If he needs help in any of his classes, there's usually a football or basketball coach that can assist him. Elsewhere in the community, other families and friends have embraced him as one of their own, bolstering him on his journey.

"It truly takes an entire village to raise a child," Mike Dorris says. "Doyle does get in trouble and Doyle does make mistakes and Doyle does talk back when he shouldn't, but at the same time, he has a big heart and he owns up to his mistakes. His infectious personality helps people want to help him."

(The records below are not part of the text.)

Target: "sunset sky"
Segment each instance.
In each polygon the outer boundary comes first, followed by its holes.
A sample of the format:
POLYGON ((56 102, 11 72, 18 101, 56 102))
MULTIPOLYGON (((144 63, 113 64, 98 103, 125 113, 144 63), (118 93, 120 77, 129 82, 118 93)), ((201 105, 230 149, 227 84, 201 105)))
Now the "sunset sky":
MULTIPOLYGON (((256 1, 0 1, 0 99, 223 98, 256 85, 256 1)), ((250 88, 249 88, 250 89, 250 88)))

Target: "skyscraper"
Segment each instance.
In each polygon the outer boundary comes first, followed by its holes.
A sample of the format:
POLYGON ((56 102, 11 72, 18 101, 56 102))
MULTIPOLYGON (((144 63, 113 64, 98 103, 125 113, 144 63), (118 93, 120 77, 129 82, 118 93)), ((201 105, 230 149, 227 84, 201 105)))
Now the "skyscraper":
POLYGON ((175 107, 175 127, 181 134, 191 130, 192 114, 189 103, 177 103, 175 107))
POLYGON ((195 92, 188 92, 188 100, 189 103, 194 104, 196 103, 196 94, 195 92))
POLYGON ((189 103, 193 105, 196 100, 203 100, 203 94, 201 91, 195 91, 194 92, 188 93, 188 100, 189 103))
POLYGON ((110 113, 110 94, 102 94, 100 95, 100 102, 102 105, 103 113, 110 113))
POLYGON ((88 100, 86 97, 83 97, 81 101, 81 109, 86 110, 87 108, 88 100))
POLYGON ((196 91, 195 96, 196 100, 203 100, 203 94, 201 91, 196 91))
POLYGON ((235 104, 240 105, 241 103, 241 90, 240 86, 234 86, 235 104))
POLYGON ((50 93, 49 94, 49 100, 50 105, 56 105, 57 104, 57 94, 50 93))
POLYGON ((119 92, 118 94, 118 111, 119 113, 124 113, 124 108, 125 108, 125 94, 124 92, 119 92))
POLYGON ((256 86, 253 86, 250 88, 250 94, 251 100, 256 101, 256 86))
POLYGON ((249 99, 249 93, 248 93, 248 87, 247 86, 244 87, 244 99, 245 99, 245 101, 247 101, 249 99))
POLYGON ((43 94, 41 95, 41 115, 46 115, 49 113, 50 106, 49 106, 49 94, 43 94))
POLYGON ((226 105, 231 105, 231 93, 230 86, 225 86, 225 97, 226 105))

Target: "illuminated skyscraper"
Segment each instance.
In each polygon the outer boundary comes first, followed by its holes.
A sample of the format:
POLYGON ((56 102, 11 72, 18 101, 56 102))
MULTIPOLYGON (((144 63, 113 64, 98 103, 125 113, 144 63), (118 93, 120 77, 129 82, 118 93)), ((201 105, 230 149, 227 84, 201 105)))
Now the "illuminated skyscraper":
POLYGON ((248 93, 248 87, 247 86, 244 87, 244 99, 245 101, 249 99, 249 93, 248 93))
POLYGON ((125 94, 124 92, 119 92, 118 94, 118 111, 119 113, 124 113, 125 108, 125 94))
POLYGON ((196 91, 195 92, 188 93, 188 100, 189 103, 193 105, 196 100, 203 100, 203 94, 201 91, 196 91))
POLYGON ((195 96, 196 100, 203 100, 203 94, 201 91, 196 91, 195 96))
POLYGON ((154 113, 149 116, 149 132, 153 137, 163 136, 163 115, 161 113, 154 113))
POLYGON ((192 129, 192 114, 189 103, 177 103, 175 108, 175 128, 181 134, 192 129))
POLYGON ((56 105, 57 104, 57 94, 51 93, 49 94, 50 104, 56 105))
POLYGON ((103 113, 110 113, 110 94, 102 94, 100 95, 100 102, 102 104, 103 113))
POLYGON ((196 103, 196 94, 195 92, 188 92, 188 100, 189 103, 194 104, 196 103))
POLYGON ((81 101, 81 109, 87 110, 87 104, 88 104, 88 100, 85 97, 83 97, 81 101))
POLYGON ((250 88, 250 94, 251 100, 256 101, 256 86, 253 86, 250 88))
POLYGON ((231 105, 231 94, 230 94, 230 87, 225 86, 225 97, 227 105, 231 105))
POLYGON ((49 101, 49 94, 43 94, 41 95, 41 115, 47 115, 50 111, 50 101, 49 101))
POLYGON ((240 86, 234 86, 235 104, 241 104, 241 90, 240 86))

His sister and nieces have remained an integral part of his life, offering guidance when appropriate and providing a positive influence. Back home, Marilyn keeps tabs on her son, proudly looking on at his accomplishments.

Brown moved to Madison with the hope of turning his life around and making his mother proud. When he visited her last summer, he gave her his 2017 Class A state football championship ring, a mile marker of sorts, signifying just how far he's come.

"I gave it to her so every time she looks at it, she can think of me and remember what I'm doing and how I changed myself," he says.

In May, Marilyn plans to be in Madison to watch her son graduate high school – a moment that she and everyone else who's met Brown envisioned for him. Walking across the stage could be the most important steps of a life-changing journey.

"Doyle makes me proud every day," says Iesha of her brother. "All the emotions will come out when he graduates, because he did it. He's grown up. He put his head on straight and made some great choices."